James Patrick Mallory
James Patrick Mallory (geboren 1945) is een Iers-Amerikaanse archeoloog en Indo-Europeanist. Mallory is emeritus-hoogleraar aan de Queen's Universiteit van Belfast, lid van de Royal Irish Academy en redacteur van het Journal of Indo-European Studies en Emania: Bulletin of the Navan Research Group.
Biografie
Geboren in 1945, ontving Mallory in 1967 van het Occidental College in Californië zijn Bachelor of Arts in geschiedenis. Daarna diende hij drie jaar in het Amerikaanse leger als sergeant van de militaire politie. Hij behaalde in 1975 zijn Doctor of Philosophy in Indo-Europese studies van de Universiteit van Californië - Los Angeles. Mallory bekleedde vanaf 1977 verschillende posities bij het Queen's University Belfast, en werd daar hoogleraar Prehistorische Archeologie in 1998.
Zijn onderzoek richtte zich met name op het Europa van het vroege Neolithicum en de Bronstijd, het probleem van het thuisland van de Proto-Indo-Europeanen, en de archeologie van het vroege Ierland. Hij is voorstander van een integrale aanpak van deze problemen, waarbij men de literaire, taalkundige en archeologische bewijzen vergelijkt om historische vraagstukken op te lossen.
Een gevolg van Mallory's integrale aanpak is zijn uitgesproken kritiek op de Anatolische hypothese van Colin Renfrew, welke het Indo-Europees thuisland in het vroeg-Neolithische Anatolië zoekt, en haar verspreiding met die van de eerste landbouwers associeert.

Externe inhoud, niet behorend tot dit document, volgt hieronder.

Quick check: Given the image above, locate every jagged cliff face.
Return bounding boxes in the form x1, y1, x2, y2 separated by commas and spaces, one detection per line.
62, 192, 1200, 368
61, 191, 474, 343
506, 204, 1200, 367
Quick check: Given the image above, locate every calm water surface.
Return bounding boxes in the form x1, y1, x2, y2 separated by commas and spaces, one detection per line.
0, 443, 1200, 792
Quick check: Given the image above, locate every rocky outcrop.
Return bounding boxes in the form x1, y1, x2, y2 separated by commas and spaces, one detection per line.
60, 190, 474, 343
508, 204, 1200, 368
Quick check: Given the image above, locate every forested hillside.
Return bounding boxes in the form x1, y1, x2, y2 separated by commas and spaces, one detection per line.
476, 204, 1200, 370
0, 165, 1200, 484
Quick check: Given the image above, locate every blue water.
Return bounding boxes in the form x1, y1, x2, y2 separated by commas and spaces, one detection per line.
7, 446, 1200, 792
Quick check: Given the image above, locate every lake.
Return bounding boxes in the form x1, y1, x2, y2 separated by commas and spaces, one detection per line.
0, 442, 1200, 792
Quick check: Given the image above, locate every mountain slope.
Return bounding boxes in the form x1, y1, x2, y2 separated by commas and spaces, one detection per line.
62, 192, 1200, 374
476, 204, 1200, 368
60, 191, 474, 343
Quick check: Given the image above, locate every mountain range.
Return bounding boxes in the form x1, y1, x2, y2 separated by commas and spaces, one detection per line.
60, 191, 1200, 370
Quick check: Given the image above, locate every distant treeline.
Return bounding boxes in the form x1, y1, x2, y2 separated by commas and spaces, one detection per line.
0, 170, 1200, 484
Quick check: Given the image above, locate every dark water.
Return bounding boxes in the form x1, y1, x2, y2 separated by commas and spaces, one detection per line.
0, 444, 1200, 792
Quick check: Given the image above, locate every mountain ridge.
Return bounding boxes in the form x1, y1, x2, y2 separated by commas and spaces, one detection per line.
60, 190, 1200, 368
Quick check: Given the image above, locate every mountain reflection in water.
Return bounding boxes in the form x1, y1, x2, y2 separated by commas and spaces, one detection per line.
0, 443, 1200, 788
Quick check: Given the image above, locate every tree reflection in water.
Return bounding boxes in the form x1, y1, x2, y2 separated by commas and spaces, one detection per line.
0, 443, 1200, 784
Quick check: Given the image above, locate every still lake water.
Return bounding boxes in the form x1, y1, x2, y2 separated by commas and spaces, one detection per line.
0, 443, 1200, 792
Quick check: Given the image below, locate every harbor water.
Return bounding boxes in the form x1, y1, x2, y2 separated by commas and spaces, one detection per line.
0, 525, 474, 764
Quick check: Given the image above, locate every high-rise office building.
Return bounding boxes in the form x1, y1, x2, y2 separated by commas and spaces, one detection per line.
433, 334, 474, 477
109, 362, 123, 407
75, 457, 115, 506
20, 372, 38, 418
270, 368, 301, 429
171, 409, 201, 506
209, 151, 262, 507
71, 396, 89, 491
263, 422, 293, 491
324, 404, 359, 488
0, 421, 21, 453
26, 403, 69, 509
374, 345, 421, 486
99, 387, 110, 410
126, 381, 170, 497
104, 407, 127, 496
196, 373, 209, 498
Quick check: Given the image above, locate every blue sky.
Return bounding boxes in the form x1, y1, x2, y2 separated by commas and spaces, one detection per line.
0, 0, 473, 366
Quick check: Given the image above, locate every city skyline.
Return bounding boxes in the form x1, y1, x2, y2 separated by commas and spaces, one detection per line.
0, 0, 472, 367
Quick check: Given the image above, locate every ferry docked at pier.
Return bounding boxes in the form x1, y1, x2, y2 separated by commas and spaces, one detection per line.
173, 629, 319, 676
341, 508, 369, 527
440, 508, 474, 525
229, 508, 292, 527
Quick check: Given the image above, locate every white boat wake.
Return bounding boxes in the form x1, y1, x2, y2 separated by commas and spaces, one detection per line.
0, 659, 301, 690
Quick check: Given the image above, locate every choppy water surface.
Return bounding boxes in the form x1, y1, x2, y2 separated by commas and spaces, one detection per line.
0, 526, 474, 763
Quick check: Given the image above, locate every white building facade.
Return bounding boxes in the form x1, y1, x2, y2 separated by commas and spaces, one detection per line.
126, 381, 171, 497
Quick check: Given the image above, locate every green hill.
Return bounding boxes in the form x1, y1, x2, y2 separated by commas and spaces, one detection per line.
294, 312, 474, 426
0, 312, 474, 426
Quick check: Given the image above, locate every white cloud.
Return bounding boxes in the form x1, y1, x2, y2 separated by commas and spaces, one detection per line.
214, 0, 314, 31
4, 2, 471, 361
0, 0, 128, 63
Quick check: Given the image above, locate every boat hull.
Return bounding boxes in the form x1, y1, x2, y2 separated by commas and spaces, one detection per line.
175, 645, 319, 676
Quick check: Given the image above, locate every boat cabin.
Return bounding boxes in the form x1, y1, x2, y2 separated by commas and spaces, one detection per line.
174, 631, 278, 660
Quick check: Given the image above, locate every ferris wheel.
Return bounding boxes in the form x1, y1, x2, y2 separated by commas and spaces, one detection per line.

Een kernpunt van zijn kritiek bestaat uit de krachtige verdediging van de paleolinguïstiek als een waardevol instrument voor het oplossen van de vraag naar de oorsprong van het Indo-Europees. Mallory argumenteerd dat Renfrew daar sceptisch over is, juist omdat deze een aantal van de sterkste bewijzen tegen diens model levert.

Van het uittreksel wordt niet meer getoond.